If the share price falls, because you didn’t put it all in at once, you get an opportunity to buy at a lower price, and get more shares. If the share price rises, you do get less than you would have earlier, but you’re making a profit, your shares are rising.

Realizing investors want to put their feet back into the market, but have lost a taste for niche portfolios; Schwab has created eight conservative, broad-based ETFs to grab the widest audience.

· Schwab U.S. Broad Market ETF (SCHB) – this tracks the Dow Jones U.S. Broad Stock Market Index, a market-cap weighted benchmark that contains the 2,500 largest stocks in the U.S. market. This provides a comparable index for people who want to track the Russell 3000. The expense ratio is 0.08%, which comes in one basis point lower than the Vanguard’s Total Stock Market ETF (VTI) and less than half the 0.21% charged by the iShares Russell 3000 Index (IWV).

· Schwab U.S. Large-Cap ETF (SCHX), which follows the DJ U.S. Large-Cap Total Market Index, a cap-weighted index of the 750 largest U.S. companies. This is Schwab’s alternative to the S&P 500 Index. It also charges 0.08%, compared with 0.09% on the SPDR.

· Schwab U.S. Small-Cap ETF (SCHA). This follows the DJ U.S. SmallCap Total Stock Market Index, the 1750 members of the DJ U.S. Broad Market Index not included in the large-cap index above. This would be analogous to the Russell 2000 small-cap index.
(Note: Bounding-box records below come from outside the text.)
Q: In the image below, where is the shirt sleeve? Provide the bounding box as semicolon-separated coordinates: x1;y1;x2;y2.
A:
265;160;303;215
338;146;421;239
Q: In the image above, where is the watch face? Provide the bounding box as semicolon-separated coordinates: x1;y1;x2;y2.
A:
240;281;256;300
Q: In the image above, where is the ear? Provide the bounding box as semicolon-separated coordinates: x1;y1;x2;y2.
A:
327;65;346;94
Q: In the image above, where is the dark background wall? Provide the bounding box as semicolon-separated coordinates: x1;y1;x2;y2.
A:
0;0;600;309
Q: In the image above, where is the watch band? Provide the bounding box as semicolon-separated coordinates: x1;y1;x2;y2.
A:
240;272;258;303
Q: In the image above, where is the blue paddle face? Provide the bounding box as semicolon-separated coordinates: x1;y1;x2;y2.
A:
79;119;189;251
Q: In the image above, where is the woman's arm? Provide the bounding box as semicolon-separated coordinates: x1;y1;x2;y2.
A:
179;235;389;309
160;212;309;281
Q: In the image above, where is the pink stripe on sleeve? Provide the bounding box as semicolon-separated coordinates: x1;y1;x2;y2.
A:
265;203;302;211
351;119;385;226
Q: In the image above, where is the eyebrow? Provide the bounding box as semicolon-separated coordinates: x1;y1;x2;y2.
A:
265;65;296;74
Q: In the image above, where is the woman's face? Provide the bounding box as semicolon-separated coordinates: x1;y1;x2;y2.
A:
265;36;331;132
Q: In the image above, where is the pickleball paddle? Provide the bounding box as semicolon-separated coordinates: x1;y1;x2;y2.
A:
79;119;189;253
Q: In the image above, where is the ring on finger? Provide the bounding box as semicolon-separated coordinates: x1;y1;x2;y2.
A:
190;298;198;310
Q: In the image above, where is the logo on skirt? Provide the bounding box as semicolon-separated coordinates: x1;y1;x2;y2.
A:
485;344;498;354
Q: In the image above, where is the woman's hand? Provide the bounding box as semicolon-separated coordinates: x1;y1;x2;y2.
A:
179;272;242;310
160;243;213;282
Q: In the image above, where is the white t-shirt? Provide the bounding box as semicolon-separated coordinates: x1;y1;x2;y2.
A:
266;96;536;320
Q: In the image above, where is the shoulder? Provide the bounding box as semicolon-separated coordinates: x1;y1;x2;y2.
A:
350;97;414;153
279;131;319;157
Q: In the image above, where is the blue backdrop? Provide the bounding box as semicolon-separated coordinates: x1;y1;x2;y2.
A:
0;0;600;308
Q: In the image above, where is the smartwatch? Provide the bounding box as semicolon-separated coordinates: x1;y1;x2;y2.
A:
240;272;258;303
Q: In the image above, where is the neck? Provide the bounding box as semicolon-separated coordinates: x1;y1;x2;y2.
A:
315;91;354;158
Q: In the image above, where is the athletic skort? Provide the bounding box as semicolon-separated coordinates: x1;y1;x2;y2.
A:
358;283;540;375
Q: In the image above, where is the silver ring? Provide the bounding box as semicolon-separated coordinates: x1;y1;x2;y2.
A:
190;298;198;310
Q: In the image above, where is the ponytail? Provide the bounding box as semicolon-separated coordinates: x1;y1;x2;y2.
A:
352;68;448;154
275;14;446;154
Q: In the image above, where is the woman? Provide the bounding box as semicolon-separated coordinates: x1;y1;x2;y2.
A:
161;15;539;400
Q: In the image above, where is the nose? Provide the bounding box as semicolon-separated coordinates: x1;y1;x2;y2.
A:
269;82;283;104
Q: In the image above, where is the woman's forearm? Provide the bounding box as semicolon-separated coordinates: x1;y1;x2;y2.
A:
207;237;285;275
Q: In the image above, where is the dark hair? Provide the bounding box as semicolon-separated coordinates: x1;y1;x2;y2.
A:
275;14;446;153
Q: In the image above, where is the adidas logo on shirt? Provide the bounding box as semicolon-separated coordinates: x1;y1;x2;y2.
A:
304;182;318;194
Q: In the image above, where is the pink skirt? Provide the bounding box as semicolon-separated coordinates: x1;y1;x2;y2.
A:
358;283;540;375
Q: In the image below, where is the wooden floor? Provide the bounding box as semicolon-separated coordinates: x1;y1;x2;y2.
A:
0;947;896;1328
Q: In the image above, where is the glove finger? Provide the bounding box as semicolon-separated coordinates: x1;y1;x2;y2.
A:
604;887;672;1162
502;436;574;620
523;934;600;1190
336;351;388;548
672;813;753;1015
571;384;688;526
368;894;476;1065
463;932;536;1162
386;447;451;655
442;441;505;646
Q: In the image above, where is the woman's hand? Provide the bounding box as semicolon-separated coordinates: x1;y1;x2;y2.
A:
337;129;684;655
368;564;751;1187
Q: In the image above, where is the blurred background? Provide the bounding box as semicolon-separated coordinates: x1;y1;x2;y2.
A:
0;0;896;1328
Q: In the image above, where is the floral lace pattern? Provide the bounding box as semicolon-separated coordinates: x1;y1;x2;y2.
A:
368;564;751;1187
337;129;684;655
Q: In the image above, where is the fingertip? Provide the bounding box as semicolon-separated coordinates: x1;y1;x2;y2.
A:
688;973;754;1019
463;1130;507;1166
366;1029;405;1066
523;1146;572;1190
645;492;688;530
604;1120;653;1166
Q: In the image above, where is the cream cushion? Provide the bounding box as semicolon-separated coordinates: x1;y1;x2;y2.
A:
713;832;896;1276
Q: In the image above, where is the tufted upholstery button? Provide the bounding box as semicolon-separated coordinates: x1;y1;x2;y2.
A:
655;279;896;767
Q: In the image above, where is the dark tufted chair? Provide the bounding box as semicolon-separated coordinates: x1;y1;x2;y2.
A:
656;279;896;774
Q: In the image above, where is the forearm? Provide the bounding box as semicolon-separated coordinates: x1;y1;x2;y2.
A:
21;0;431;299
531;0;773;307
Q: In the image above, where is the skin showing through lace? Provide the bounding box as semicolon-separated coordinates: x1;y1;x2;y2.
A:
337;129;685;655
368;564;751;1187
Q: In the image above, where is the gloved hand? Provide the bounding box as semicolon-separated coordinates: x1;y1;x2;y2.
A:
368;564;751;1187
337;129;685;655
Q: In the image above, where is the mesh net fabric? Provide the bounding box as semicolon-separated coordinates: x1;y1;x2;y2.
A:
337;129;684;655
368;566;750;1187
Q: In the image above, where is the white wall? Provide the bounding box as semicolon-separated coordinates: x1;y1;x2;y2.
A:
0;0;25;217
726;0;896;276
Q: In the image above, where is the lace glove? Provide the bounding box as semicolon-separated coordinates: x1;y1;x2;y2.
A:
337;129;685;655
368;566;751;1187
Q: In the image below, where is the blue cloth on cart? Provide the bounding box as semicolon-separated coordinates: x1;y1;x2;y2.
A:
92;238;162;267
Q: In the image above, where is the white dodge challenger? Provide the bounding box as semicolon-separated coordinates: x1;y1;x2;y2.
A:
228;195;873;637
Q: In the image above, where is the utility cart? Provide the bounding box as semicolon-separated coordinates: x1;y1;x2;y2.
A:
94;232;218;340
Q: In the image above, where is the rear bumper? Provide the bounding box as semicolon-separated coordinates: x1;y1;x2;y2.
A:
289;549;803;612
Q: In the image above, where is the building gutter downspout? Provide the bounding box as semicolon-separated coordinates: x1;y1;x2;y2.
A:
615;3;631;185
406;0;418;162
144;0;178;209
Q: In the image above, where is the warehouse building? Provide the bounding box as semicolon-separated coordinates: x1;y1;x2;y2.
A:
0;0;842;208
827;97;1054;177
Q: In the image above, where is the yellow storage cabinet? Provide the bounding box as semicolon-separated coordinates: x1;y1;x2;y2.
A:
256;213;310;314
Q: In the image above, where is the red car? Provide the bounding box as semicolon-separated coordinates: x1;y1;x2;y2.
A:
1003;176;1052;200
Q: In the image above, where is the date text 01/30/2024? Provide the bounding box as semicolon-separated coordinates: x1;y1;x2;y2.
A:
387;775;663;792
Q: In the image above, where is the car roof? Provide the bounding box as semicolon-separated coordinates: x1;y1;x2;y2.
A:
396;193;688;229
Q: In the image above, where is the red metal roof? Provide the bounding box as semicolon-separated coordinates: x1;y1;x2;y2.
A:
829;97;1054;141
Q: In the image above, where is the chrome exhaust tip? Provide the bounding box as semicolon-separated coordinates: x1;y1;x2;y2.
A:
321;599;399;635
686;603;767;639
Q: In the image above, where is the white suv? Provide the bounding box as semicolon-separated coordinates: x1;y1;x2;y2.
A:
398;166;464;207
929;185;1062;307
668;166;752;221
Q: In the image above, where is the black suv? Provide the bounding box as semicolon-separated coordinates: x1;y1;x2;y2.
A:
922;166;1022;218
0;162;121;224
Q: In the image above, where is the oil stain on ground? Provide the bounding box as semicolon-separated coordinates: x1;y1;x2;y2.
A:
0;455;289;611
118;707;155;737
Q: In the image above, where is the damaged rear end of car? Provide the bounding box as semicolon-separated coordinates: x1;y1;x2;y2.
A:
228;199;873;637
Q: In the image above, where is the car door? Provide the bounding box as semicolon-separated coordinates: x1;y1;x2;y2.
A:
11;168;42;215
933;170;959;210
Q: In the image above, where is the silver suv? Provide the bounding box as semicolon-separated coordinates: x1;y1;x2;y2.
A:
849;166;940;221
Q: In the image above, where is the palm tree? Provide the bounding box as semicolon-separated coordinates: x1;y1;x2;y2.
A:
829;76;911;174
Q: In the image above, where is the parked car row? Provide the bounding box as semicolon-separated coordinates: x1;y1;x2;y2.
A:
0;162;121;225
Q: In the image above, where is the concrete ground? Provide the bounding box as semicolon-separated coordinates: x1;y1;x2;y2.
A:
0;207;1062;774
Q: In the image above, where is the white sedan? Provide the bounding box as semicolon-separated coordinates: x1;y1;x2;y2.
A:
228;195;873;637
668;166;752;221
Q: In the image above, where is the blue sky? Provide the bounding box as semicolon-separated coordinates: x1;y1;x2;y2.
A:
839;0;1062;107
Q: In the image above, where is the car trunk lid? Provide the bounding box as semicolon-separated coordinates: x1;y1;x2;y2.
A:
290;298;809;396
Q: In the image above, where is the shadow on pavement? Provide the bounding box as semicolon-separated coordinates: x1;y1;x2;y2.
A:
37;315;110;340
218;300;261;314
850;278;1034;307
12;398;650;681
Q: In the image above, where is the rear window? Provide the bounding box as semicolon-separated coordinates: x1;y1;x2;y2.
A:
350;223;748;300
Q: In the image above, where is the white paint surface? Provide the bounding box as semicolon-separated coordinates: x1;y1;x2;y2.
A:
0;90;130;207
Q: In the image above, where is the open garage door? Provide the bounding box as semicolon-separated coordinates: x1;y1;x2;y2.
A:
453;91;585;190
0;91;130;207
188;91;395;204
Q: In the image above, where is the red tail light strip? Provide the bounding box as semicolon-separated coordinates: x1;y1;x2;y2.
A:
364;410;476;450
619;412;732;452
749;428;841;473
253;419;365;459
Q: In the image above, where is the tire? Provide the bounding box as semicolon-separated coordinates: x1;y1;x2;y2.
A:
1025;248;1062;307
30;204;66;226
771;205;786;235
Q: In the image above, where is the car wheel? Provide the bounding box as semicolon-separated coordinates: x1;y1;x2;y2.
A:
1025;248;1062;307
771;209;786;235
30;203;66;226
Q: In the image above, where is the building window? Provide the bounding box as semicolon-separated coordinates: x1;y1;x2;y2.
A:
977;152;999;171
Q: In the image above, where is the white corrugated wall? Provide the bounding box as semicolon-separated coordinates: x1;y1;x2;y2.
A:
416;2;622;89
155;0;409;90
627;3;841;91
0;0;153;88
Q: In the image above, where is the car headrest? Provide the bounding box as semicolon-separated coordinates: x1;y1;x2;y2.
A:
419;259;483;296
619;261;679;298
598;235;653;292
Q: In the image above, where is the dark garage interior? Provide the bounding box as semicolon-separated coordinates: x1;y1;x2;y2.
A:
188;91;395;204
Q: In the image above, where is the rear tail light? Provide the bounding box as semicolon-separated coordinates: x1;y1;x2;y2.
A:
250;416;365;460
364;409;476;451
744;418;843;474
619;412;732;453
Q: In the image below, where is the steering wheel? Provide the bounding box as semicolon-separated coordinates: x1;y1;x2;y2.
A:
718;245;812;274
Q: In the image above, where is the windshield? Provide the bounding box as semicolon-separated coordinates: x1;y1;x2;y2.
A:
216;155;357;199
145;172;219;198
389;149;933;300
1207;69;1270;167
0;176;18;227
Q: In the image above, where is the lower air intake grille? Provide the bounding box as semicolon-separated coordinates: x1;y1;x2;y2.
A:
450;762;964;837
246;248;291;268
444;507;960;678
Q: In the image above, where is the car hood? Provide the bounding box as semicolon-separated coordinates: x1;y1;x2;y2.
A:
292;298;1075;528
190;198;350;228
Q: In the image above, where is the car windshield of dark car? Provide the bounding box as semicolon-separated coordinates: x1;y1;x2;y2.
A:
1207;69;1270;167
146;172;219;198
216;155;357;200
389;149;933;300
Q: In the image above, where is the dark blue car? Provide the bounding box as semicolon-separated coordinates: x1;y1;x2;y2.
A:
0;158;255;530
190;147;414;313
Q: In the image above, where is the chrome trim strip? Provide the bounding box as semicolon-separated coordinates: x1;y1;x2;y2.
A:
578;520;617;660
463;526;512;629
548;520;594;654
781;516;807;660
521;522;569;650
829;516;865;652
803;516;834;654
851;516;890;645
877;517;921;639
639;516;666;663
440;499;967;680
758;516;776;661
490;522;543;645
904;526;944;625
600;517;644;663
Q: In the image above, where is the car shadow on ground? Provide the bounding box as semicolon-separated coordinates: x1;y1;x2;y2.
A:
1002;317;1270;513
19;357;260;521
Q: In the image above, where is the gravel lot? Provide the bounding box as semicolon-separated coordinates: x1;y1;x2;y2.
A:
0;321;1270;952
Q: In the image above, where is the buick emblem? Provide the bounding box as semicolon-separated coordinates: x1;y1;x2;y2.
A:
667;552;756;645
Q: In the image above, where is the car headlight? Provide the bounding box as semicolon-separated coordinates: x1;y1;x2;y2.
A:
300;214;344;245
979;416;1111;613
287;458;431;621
· Schwab International Equity ETF (SCHF). The tracks an index by FTSE, the people who made the benchmark for the British stock market. The FTSE Developed ex-US Index holds about 85% large-cap stocks and 15% small-cap from more than 20 developed markets outside the U.S. It charges an expense ratio of 0.15%.

By the end of the year, Schwab expects to launch four more ETFs to track large-cap growth, large-cap value, international small-cap and emerging markets.

The no-load ETF appears to be part of Schwab’s broader strategy to become the lowest-cost provider in the ETF space. In addition to no commissions, the Schwab ETFs either beat or match the expense ratios of its nearest competitors, making them the lowest priced ETFs on the market.

This follows Schwab’s move in May to lower the expense ratios on all its no-load equity index funds with a minimum investment of $100. At the time Schwab lowered the expense ratio on its Schwab S&P 500 Index Fund to nine basis points, the same charge as the SPDR and half the cost of the Vanguard 500 Index fund, the benchmark for low cost index funds.